53. Cumulation can unquestionably bring about an additional restriction of access to environmental information if several interests together justify a refusal of disclosure even though, when taken in isolation, they would be outweighed by the public interest served by disclosure. It would nevertheless still always be a question of restriction of access based on recognised interests.
54. I agree with the United Kingdom in considering that this additional restriction correctly applies the principle of proportionality.
55. The principle of proportionality is one of the general principles of EU law which the legislature must observe.(26) The acts of the bodies of the European Union must, therefore, not exceed the bounds of what is appropriate and necessary in order to achieve the objectives legitimately pursued by the legislation in question. When there is a choice between several appropriate measures, recourse must be had to the least onerous, and the disadvantages caused must not be disproportionate to the aims pursued.(27)
56. However, if the recognised interests militating against disclosure were together to clearly outweigh the public interest served by disclosure, the disadvantages caused by the disclosure of environmental information would no longer be proportionate to the aims pursued.
57. Whilst Sweden and the Information Commissioner are relying on the requirement that exceptions be afforded a restrictive interpretation, not even that principle demands the disclosure of environmental information which leads to disproportionate disadvantages.

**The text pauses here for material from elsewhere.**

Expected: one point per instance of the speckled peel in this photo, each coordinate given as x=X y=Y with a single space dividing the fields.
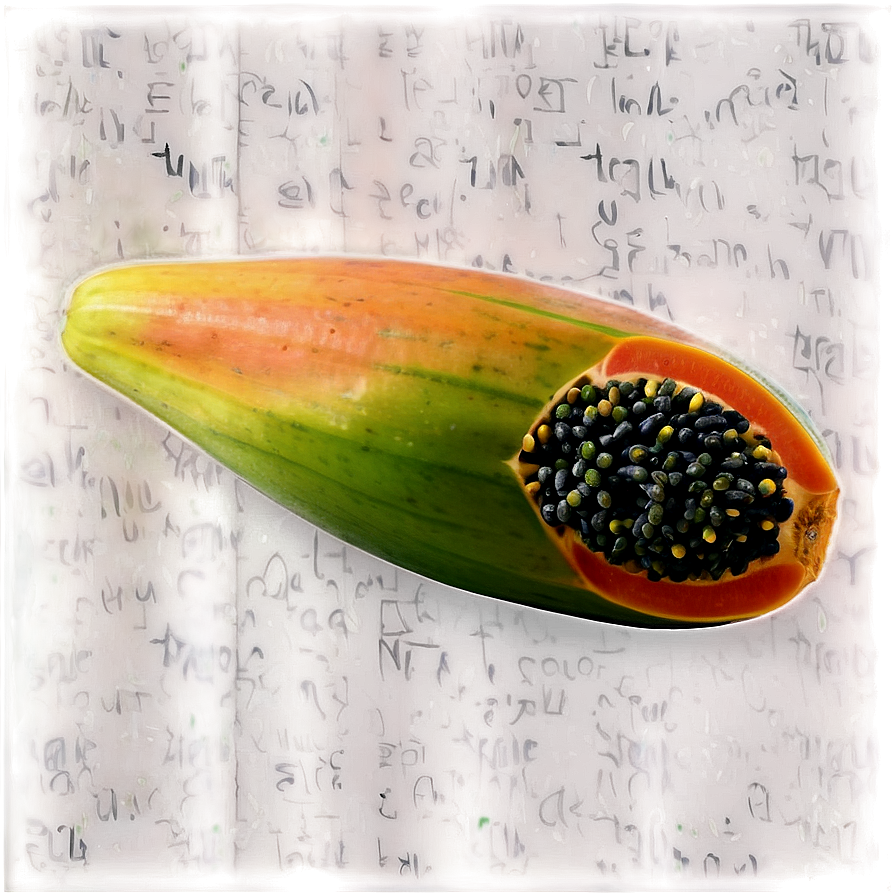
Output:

It should instead be observed when interpreting the exceptions, weighing up the interests and in the course of the balancing exercise itself. One cannot, in particular, blindly set two disadvantages against one advantage; the interests concerned must be assigned a weight that reflects their significance before the balancing exercise begins.
58. The Information Commissioner does indeed fear that the balancing of cumulative interests would be difficult to achieve in practice; however, these difficulties lie less in cumulation itself than in the nature of the balancing exercise between the interests served by disclosure and the interests served by the withholding of information. These interests are generally only comparable with difficulty, so that it is also difficult to weigh them against each other. This balancing exercise is made easier, however, if one applies the requirement of a restrictive interpretation of exceptions during the balancing exercise such that, in the event of doubt, the issue is decided in favour of transparency.
59. Furthermore, the balancing exercise itself can require cumulation in the context of individual exceptions, that is to say – as correctly argued by the United Kingdom – on the side of the public interest served by disclosure.(28) Recital 1 in the preamble to the Environmental Information Directive refers to three different interests: first, a greater awareness of environmental matters; second, a free exchange of views and more effective participation by the public in environmental decision-making; and third, a better environment.
60. Consequently, the answer to the reference for a preliminary ruling should be that where a public authority holds environmental information, disclosure of which would have some adverse effects on the separate interests served by more than one exception under Article 4(2) of the Environmental Information Directive, but it would not do so, in the case of either exception viewed separately, to any extent sufficient to outweigh the public interest in disclosure, the directive requires a further exercise involving the cumulation of the separate interests served by the two exceptions and their weighing together against the public interest in disclosure.